The default to a LEP is always letters and sciences but is easy to change. Again, the reason for letters and sciences is the advising staff to help you plan coursework to re-apply to the LEP you selected as your first choice. With engineering in particular, while it is difficult/extremely competitive to be directly admitted as a freshman, it is NOT at all competitive to be admitted as as in-school transfer (for engineering ONLY…this does NOT apply to business which remains equally competitive as a transfer). However, you are only allowed to do apply once as an in-school transfer, and must have completed the “gateway” requirements satisfactorily (listed at end of this reply) before you apply, and some are different classes than those are required that you take if you are in a different major (such as comp sci). Make sense? So, if you decided to go for CompSci as a declared major, there is a difference in classes you would be taking than if you were aiming for admission to Computer Engineering.
Specificially, for Comp Sci, your first semester would consist of Second Semester
CMSC131 CMSC132
MATH140+ MATH141
ENGL101* Natural Science with Lab
Oral Comm History/Social Science
CMSC100
compared to first semester Computer Engineering (admitted) Second Semester
CHEM135+ CMSC132
ENES100 MATH141
MATH140+ ENEE244
CMSC131 PHYS161
ENGL101* Oral Comm
As you can see, if you went with comp sci, you would not be taking chemistry nor physics, which would make it impossible to apply for engineering in your freshman year and therefore put you behind in coursework, ultimately affecting graduation date. However, as a letters and sciences student, you would have the freedom to take the courses you need to complete gateway requirements.
+In order to get exempt from these classes due to AP credit, you need to have a minimum score of 4. Here is the chart for that info http://www.umd.edu/catalog/attachments/AP.pdf
*Even though you are taking AP English, you would still need to take ENGL101 since it is composition and your AP class is literature (that will get you “out” of a gen ed instead)

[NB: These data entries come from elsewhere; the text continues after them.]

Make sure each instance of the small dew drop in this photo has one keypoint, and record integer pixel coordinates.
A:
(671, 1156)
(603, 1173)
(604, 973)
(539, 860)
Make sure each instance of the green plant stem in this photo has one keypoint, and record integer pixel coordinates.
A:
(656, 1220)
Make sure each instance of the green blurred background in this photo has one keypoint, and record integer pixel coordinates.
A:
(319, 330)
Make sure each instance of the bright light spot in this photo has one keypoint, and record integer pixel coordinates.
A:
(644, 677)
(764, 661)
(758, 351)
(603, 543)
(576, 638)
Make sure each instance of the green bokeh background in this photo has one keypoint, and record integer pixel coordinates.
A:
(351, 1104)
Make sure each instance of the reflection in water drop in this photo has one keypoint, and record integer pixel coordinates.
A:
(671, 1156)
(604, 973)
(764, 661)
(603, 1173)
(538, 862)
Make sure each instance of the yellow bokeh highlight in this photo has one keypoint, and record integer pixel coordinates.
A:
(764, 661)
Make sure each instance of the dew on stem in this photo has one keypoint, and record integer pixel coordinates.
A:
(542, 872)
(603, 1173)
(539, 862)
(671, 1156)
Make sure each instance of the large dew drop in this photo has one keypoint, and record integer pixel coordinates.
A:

So, the question is are you waffling between comp sci and computer engineering out of fear of not being admitted to engineering or are you truly not sure which way to go? Do you know the difference between the majors (comp sci is more about programming in specific)? Take a look at the 4 year plans of each to see the difference (one page has the course call letters but the second includes a truncated course title so be sure to scroll down for each) https://www.eng.umd.edu/sites/default/files/images/current/forms/4yrplan/2013-2014/comp-4yrplan-gep2013-2014.pdf
https://cmns.umd.edu/sites/default/files/uploads/docs/4yr-plans/cmsc.pdf
FYI, this is gateway info/internal transfer info http://www.eng.umd.edu/advising/transfer-guide
Admissions Requirements or Criteria
Both external (outside UMCP) and internal transfers (meaning current UMCP students whose major is NOT engineering) will be admitted to the Clark School if they meet the following admission requirements:
Completion of the Fundamental Studies English requirement (ENGL101/FE)*
Completion of MATH 141/Calculus II with minimum grade of B- or better
Completion of PHYS 161/Physics I with a minimum grade of B- or better
Completion of CHEM 135 OR CHEM271/Chemistry for Engineers or Chemistry II with lab with a minimum grade of C- or better*
A minimum cumulative GPA of 3.0 on all college level coursework
Completion of at least one Distributive Studies course from the humanities or social sciences
Must have one of the following codes: HA, HL, HO, SB, SH, DSHS, or DSHU
• Students in other Engineering majors or Engineering undecided who wish to be a BIOE major must complete BIOE 120 with a grade of B-
- Only one ‘gateway’ or performance review course may be repeated to earn the required grade and that course may only be repeated once. A “W” and Audit counts as a repeat.
Hope this helps. As I said, just hang in there.